He jumped up on to his feet.
'Come, at least you must let me give you some money--how can you go like this without a halfpenny? But best of all: kill me! I tell you plainly: kill me once for all!'
Masha shook her head again. 'Kill you? Why get sent to Siberia, my dearie?'
Tchertop-hanov shuddered. 'Then it's only from that--from fear of penal servitude.'
He rolled on the grass again.
Masha stood over him in silence. 'I'm sorry for you, dear,' she said with a sigh: 'you're a good fellow... but there's no help for it: good-bye!'
She turned away and took two steps. The night had come on by now, and dim shadows were closing in on all sides. Tchertop-hanov jumped up swiftly and seized Masha from behind by her two elbows.
'You are going away like this, serpent, to Yaff!'
'Good-bye!' Masha repeated sharply and significantly; she tore herself away and walked off.

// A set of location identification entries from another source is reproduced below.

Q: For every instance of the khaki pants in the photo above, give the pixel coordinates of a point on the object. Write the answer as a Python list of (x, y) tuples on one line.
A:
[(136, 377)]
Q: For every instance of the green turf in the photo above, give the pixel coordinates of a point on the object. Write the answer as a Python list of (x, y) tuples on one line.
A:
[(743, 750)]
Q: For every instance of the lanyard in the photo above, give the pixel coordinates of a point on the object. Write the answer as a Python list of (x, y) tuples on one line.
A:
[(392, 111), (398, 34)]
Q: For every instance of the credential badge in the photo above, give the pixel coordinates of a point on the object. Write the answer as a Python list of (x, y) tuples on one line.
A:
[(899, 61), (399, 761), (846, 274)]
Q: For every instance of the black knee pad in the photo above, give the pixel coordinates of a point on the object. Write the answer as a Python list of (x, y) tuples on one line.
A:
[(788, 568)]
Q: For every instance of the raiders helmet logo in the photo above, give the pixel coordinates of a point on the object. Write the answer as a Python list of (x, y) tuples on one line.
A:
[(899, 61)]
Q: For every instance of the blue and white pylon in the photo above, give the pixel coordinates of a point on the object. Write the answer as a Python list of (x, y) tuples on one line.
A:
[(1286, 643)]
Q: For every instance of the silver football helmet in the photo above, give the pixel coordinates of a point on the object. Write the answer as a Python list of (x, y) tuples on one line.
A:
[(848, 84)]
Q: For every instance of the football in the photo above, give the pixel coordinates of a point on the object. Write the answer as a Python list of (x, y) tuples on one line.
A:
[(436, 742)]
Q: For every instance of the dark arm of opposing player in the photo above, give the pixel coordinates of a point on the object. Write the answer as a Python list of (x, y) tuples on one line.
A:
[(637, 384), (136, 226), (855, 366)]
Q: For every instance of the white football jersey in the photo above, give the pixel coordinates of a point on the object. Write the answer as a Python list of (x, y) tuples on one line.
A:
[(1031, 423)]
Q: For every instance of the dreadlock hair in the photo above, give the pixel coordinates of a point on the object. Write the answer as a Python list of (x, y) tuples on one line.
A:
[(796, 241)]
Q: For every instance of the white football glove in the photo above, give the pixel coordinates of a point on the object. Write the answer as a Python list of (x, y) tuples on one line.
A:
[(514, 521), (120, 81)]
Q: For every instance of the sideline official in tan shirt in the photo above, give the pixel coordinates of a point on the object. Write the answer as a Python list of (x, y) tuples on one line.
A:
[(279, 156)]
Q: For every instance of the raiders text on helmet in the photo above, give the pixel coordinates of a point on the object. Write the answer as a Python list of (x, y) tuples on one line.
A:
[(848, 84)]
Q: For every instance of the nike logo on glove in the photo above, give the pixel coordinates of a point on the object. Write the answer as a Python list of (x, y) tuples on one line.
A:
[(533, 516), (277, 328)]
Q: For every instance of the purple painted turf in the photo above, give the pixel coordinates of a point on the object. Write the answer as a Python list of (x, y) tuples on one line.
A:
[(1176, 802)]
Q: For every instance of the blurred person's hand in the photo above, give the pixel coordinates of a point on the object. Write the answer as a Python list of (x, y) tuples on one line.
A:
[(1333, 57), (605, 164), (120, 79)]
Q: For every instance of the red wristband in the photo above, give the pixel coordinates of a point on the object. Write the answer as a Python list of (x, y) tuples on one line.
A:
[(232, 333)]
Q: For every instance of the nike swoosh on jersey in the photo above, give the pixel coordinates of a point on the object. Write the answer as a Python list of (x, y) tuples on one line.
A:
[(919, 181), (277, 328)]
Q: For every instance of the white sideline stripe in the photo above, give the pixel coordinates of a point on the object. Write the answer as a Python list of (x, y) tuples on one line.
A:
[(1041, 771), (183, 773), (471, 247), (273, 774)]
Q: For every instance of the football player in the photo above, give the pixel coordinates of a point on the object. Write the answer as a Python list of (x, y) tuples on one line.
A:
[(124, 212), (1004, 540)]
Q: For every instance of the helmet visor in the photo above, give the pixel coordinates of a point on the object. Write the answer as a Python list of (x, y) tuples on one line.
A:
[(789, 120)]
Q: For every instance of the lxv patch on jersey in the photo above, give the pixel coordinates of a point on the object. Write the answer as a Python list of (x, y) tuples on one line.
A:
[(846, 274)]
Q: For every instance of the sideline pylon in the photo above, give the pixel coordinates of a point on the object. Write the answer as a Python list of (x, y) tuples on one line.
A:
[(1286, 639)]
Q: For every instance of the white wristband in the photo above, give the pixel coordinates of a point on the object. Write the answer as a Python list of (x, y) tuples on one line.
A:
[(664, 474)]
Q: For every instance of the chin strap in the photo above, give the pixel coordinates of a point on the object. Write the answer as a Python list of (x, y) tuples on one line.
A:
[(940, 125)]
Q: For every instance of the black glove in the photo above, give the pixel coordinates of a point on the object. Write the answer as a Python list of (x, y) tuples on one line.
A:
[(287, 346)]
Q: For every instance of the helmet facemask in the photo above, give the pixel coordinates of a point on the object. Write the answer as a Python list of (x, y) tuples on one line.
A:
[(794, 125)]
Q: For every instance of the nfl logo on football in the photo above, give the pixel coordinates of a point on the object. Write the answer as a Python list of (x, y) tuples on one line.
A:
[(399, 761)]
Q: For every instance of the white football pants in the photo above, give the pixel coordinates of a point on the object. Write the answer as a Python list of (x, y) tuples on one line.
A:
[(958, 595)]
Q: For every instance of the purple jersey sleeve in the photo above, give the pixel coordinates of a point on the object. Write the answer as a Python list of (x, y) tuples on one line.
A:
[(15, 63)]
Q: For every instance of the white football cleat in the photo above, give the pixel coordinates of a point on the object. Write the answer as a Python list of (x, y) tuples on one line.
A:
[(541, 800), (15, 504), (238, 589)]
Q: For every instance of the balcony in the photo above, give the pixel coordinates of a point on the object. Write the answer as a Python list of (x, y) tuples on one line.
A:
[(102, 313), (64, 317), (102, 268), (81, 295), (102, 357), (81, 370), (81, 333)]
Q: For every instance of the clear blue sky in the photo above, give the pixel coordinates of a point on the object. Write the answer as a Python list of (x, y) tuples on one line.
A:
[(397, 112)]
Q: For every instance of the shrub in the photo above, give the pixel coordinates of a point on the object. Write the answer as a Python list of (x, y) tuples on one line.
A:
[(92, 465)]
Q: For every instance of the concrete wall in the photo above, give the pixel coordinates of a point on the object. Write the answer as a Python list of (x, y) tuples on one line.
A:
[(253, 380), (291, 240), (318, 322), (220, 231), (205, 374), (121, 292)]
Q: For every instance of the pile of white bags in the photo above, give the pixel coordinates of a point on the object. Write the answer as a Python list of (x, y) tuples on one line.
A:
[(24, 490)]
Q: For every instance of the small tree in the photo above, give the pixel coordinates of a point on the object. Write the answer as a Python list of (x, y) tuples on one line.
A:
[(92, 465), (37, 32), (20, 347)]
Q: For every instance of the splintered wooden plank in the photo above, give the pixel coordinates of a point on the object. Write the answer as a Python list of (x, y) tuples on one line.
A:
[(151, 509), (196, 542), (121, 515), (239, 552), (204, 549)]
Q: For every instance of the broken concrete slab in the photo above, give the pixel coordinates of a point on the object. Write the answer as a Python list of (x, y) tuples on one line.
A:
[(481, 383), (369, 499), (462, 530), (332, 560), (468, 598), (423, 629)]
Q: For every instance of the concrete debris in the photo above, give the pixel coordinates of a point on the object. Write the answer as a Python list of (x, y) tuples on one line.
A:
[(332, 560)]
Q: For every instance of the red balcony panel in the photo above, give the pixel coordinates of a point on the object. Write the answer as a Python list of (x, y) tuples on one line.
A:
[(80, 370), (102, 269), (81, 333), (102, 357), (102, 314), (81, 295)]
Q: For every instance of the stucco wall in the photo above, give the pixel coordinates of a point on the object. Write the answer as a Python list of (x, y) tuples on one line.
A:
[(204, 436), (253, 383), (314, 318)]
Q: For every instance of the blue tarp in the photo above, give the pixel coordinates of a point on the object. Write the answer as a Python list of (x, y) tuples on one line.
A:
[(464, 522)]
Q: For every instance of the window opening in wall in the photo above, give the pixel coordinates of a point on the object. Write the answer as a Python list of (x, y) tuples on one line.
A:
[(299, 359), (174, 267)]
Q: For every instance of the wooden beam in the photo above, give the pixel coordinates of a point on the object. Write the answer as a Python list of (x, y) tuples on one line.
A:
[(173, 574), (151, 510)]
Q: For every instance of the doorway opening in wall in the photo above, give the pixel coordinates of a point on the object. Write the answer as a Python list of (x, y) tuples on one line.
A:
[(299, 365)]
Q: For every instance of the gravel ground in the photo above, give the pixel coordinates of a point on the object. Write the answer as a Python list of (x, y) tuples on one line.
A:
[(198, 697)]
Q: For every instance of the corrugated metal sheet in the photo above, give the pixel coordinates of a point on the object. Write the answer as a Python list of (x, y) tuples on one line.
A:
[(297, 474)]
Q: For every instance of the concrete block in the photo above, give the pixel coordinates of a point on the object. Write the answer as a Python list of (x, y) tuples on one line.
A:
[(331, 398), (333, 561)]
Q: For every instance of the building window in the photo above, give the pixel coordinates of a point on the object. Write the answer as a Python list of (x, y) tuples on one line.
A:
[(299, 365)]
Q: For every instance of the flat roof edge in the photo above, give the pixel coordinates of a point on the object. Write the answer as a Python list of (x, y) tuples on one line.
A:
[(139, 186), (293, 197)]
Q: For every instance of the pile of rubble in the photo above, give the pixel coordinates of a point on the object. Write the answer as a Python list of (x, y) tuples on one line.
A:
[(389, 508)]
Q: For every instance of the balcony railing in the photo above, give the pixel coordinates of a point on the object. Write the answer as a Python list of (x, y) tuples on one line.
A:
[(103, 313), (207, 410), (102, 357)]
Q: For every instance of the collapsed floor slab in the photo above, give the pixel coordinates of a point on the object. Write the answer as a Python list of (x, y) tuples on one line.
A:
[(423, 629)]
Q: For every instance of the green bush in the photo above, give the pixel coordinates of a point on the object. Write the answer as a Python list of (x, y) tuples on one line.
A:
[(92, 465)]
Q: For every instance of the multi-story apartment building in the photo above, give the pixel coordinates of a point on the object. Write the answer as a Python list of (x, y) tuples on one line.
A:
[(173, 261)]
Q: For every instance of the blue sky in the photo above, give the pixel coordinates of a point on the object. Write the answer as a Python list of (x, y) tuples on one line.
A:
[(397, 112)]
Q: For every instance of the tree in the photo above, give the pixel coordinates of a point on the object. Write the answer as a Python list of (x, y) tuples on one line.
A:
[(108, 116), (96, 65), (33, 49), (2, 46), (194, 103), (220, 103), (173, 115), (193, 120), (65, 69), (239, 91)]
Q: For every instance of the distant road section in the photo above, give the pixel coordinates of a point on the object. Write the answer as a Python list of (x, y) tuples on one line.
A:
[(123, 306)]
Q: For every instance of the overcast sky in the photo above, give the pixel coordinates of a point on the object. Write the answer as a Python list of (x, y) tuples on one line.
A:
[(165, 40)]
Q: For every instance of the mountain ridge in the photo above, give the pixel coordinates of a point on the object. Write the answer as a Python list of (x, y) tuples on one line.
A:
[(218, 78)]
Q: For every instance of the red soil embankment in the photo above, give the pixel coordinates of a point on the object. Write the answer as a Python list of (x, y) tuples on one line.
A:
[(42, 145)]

Tchertop-hanov looked after her, ran to the place where the pistol was lying, snatched it up, took aim, fired.... But before he touched the trigger, his arm twitched upwards; the ball whistled over Masha's head. She looked at him over her shoulder without stopping, and went on, swinging as she walked, as though in defiance of him.
He hid his face--and fell to running.
But before he had run fifty paces he suddenly stood still as though turned to stone. A well-known, too well- known voice came floating to him. Masha was singing. 'It was in the sweet days of youth,' she sang: every note seemed to linger plaintive and ardent in the evening air. Tchertop-hanov listened intently. The voice retreated and retreated; at one moment it died away, at the next it floated across, hardly audible, but still with the same passionate glow.
'She does it to spite me,' thought Tchertop-hanov; but at once he moaned, 'oh, no! it's her last farewell to me for ever,'--and he burst into floods of tears.
* * * * *
The next day he appeared at the lodgings of Mr. Yaff, who, as a true man of the world, not liking the solitude of the country, resided in the district town, 'to be nearer the young ladies,' as he expressed it. Tchertop- hanov did not find Yaff; he had, in the words of his valet, set off for Moscow the evening before.
'Then it is so!' cried Tchertop-hanov furiously; 'there was an arrangement between them; she has run away with him... but wait a bit!'
He broke into the young cavalry captain's room in spite of the resistance of the valet. In the room there was hanging over the sofa a portrait in oils of the master, in the Uhlan uniform. 'Ah, here you are, you tailless ape!' thundered Tchertop-hanov; he jumped on to the sofa, and with a blow of his fist burst a big hole in the taut canvas.
'Tell your worthless master,' he turned to the valet, 'that, in the absence of his own filthy phiz, the nobleman Tchertop-hanov put a hole through the painted one; and if he cares for satisfaction from me, he knows where to find the nobleman Tchertop-hanov! or else I'll find him out myself! I'll fetch the rascally ape from the bottom of the sea!'
Saying these words, Tchertop-hanov jumped off the sofa and majestically withdrew.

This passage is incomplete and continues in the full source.